LinkedIn’s founder envisions Microsoft merger to enable an even better LinkedIn


There is still very little clarity on how the Microsoft’s purchase of LinkedIn will help the software giant. It seems however that LinkedIn’s founder Reid Hoffman, who owns 11% of the company and is still actively involved in its running, including being chairman of LinkedIn’s board, has a clear vision of how Microsoft can help LinkedIn.

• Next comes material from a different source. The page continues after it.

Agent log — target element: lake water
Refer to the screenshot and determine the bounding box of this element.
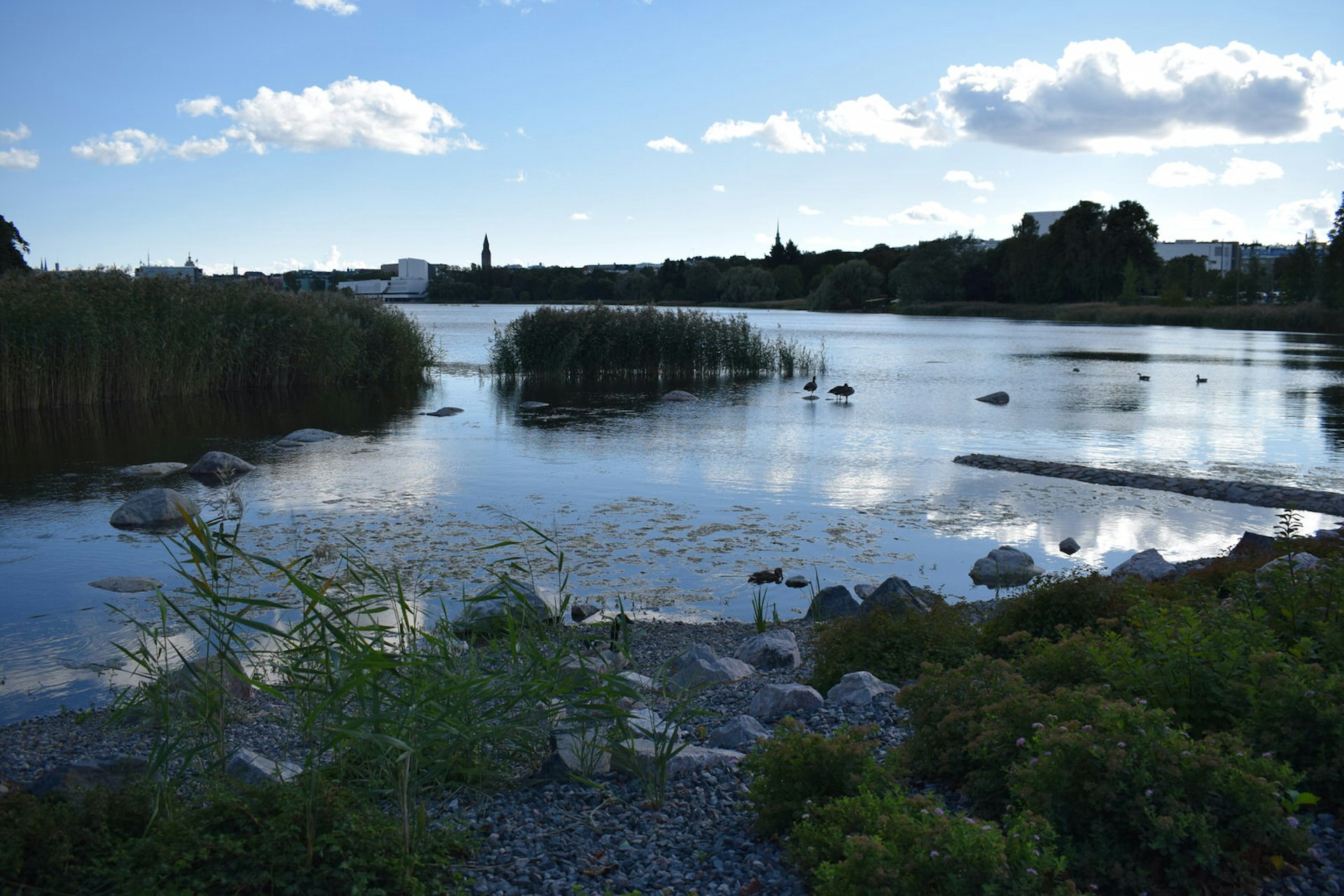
[0,307,1344,722]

Besides is role at LinkedIn Reid is also a well-liked Silicon Valley entrepreneur, being a partner at the venture firm Greylock, and advises numerous startups and nonprofits including Airbnb and Mozilla. He’s written two best-selling business books, and is working on a third. Though he’s chairman of LinkedIn’s board, he hasn’t had a job at the company since he appointed Jeff Weiner CEO seven years ago. But that hasn’t stopped Hoffman, who still owns 11% of LinkedIn’s shares, from showing up to work there almost every day.

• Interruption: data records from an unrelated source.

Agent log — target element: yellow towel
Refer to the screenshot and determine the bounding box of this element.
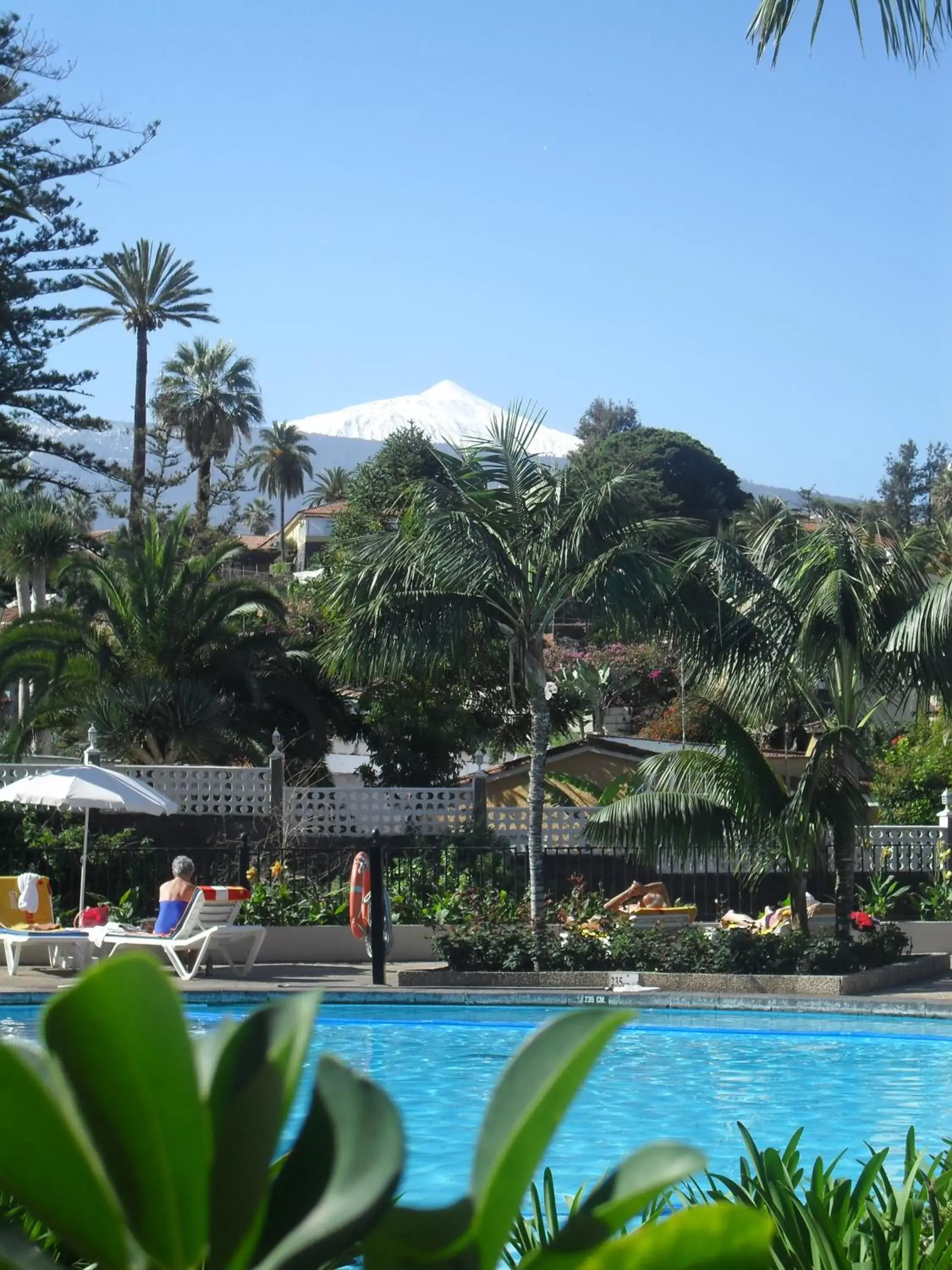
[0,876,53,931]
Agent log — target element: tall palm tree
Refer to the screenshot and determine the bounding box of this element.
[0,490,75,719]
[307,467,350,507]
[248,423,314,560]
[586,701,866,932]
[152,335,264,530]
[682,512,934,936]
[0,512,284,762]
[324,404,669,922]
[74,239,218,536]
[242,498,274,533]
[748,0,952,66]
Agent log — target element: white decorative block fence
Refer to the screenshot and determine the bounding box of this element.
[486,806,592,851]
[0,759,270,815]
[0,758,952,874]
[857,824,948,872]
[284,786,472,838]
[117,763,272,815]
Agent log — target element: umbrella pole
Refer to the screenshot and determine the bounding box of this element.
[79,808,89,917]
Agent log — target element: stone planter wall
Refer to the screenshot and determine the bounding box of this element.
[896,922,952,955]
[397,954,948,997]
[258,926,437,964]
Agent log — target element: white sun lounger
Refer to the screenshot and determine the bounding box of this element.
[0,926,90,975]
[89,886,265,979]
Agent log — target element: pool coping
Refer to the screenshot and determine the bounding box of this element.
[0,987,952,1019]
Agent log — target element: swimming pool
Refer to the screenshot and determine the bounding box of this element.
[0,1003,952,1203]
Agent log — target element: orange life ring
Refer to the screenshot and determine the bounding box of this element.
[350,851,371,940]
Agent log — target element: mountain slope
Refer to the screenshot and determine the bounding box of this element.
[291,380,579,465]
[28,380,858,526]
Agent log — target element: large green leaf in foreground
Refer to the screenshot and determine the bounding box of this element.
[0,952,772,1270]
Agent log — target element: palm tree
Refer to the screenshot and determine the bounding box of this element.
[734,494,797,542]
[324,404,669,922]
[748,0,952,66]
[307,467,350,507]
[682,512,934,937]
[74,239,218,536]
[244,498,274,533]
[0,491,75,740]
[586,701,866,933]
[248,423,314,560]
[0,512,284,763]
[152,335,264,530]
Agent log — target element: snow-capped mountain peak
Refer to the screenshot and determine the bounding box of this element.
[286,380,579,458]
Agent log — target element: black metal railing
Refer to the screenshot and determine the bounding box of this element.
[0,834,848,925]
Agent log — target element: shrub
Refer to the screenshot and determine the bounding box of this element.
[871,719,952,824]
[433,921,909,974]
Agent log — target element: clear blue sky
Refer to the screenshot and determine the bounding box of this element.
[33,0,952,494]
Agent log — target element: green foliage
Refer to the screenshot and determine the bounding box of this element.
[575,398,641,444]
[856,874,911,918]
[11,806,156,922]
[327,423,443,550]
[545,640,680,739]
[571,427,750,530]
[324,403,671,918]
[669,1124,952,1270]
[913,871,952,922]
[0,954,772,1270]
[241,860,349,926]
[248,423,314,560]
[152,335,264,532]
[433,919,909,974]
[748,0,952,66]
[869,719,952,824]
[0,513,336,763]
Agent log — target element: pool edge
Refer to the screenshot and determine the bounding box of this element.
[0,988,952,1019]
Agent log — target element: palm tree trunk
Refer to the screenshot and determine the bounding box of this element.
[129,326,149,538]
[29,560,52,754]
[790,871,810,935]
[32,560,46,613]
[195,455,212,530]
[833,826,856,940]
[527,687,552,927]
[14,573,29,723]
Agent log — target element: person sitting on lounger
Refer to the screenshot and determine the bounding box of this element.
[154,856,195,935]
[604,881,671,913]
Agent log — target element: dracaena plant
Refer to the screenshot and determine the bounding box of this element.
[0,954,772,1270]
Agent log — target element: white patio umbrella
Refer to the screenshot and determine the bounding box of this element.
[0,763,179,913]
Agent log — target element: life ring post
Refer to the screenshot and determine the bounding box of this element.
[367,829,387,984]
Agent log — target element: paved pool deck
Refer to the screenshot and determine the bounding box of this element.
[0,961,952,1019]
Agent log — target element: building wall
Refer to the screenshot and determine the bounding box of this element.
[486,751,806,806]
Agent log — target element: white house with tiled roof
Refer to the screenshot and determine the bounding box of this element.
[259,499,347,569]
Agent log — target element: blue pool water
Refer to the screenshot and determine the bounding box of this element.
[0,1003,952,1203]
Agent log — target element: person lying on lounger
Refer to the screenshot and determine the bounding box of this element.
[604,881,671,913]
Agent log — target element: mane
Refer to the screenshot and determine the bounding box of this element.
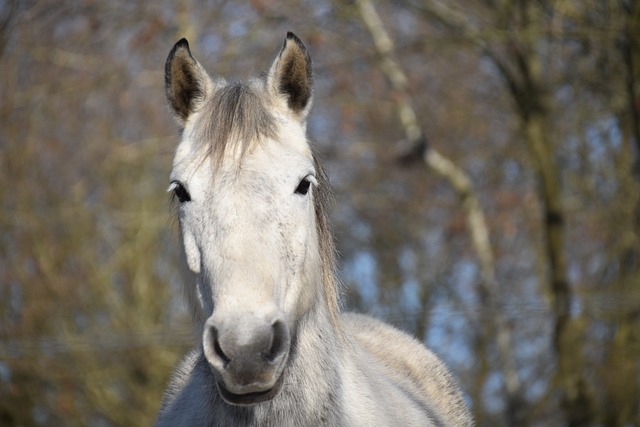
[195,79,276,167]
[313,157,341,331]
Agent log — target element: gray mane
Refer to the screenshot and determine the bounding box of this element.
[195,79,276,167]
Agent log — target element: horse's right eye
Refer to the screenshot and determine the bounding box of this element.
[169,181,191,203]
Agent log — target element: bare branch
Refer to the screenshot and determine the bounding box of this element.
[357,0,521,422]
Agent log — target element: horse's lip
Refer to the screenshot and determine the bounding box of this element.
[217,375,283,405]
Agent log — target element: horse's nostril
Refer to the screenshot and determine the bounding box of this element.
[266,320,289,362]
[210,326,231,368]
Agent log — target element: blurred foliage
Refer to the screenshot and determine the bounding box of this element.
[0,0,640,426]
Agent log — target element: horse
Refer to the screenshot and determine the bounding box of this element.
[156,33,473,426]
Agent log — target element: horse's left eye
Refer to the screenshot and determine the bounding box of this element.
[169,181,191,203]
[295,178,311,196]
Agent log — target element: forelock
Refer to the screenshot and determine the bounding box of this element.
[194,80,276,165]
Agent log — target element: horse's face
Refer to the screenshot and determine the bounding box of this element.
[166,35,321,404]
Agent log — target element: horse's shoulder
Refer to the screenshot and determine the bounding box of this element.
[342,313,472,426]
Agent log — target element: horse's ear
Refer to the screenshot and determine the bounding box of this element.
[164,39,213,126]
[267,32,313,119]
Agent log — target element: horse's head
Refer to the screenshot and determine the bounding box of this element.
[165,33,323,404]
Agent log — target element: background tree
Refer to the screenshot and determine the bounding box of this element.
[0,0,640,426]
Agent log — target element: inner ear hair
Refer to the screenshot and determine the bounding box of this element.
[164,38,208,124]
[276,32,313,115]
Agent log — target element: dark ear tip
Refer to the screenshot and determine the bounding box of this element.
[175,37,189,49]
[169,37,191,56]
[285,31,306,50]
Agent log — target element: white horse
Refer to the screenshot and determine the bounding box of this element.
[157,33,473,427]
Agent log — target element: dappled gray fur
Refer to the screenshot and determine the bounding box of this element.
[157,33,473,427]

In an interview with BackChannel he explained that he plans to help transform LinkedIn, which will continue to operate as an independent company, from the jobseekers’ front door that it has long been into the perfect path to future economic prosperity for all workers, especially the beleaguered middle class.

Reid felt a better LinkedIn was essential to help the work force, increasingly under threat from automation, keep up with technological progress.

“Does your workforce keep up? Does the middle class stay intact or grow? LinkedIn allows professionals, including the middle class, to invest in themselves in order to find the right jobs. That essentially can help make them prosperous.”

“The key thing for me has always been how we realize the mission?—?enabling every professional in the world to change their own economic curve by the strength of their alliances and connections with other people. That’s always been our true north,” he said.  “Combined with Microsoft, we can do so much more. We do a lot with companies and we enable companies and individuals to connect because it’s very valuable to both of them. But we start with the individual professional. Microsoft starts with the company?—?with helping the organization be productive. Putting those two things together amplifies both sides. It is somewhat of the classic peanut butter and chocolate combination, which is that it works really well together.”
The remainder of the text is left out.